Auto leveling between various tracks (or will that end up acting as compression?).
Ability to cut and paste different songs together would be nice, but not a high priority.
Any other features I might need that I’m not thinking about?

Regards,
Wayne


----------



## mechman (Feb 8, 2007)

Wayne,

Did you ever find software that would accomplish all of this?


----------



## Sonnie (Apr 11, 2006)

I use Sound Recorder and Editor by Polderbits that does most everything on that list. I'm not certain about the track markers though.

I use CDEX for converting .mp3's to .wav and vice versa... and copying them off the CD to the hard drive. It also levels track volume.


----------



## Wayne A. Pflughaupt (Apr 13, 2006)

mechman said:


> Wayne,
> 
> Did you ever find software that would accomplish all of this?


Actually yes - I found a free program called Audacity that does everything except auto leveling between tracks – but you can do that manually, if you want. (Actually, it may do automatic leveling, but I haven’t had a need for it yet, so I haven’t explored it.) I found it by Googling – “free music editing software” or something like that. It was recommended at a site that evaluates free software as the best of free editing programs. 

It’s a bit “clunky” in that it can’t do much in real time (like EQ, level adjusting, fades, noise elimination, etc.). You have to highlight the area you want to adjust, and it takes a second or two to make the change. Longer, if it’s a large section of the song. But the price was right, since I really can’t splurge on things like this until my wife finds a job.

Still, I’ve been pretty happy with it. Haven’t tried converting any records to digital yet, but I did try a few cassettes, recorded directly to the program through my Soundblaster card. Did a nice job of cleaning things up - eliminating hiss and reducing clicks and pots from tapes recorded from records - but the final product just didn’t sound as clean as the original tape, even those that were of less-than-stellar quality. I attribute that more to the sound card’s AD converters, though. I need to try it via the CD-RW method I mentioned in my first post. I expect that will improve things, SQ-wise.

Regards,
Wayne


----------



## daniel (Dec 31, 2006)

For cleaning up lps: a good vacuum record cleaner like a nitty gritty.


----------



## muzz (Nov 30, 2006)

I used Audacity to create ring tones for my PCS Phone.

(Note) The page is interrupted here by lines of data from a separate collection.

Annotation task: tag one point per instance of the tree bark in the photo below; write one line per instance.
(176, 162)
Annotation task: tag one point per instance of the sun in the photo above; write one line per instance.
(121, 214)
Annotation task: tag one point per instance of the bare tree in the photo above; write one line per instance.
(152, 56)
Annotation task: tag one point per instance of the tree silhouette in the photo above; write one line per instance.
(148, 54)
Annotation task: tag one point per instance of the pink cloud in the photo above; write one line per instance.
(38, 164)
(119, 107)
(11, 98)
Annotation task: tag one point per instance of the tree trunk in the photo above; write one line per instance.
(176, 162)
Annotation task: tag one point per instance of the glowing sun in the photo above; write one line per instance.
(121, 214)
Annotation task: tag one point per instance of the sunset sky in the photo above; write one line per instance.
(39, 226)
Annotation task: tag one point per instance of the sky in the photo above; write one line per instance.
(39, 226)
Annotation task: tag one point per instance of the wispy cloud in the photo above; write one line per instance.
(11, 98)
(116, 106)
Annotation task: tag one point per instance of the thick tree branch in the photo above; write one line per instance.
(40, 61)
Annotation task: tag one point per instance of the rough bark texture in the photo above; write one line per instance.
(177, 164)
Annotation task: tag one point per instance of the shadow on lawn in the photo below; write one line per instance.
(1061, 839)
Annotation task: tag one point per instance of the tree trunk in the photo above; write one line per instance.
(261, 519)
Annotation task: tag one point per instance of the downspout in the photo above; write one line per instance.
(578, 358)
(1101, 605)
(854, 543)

Works pretty well, and the price can't be beat!


----------



## Guest (Mar 18, 2008)

I use *iZotope RX*. It does a wonderful job at cleaning tracks.


----------



## superchad (Mar 7, 2008)

Clean sweep works good, I think its from Pinacle....there are a handfull of programs to do just this, take out tics and pops but it is a rather time intensive process. BTW a good record cleaning machine is a must, I use a VPI 16.5 ($500) but you can get lower priced models, look for used gear, go DIY and also do them by hand in your sink.....I did it that way for a couple years.


----------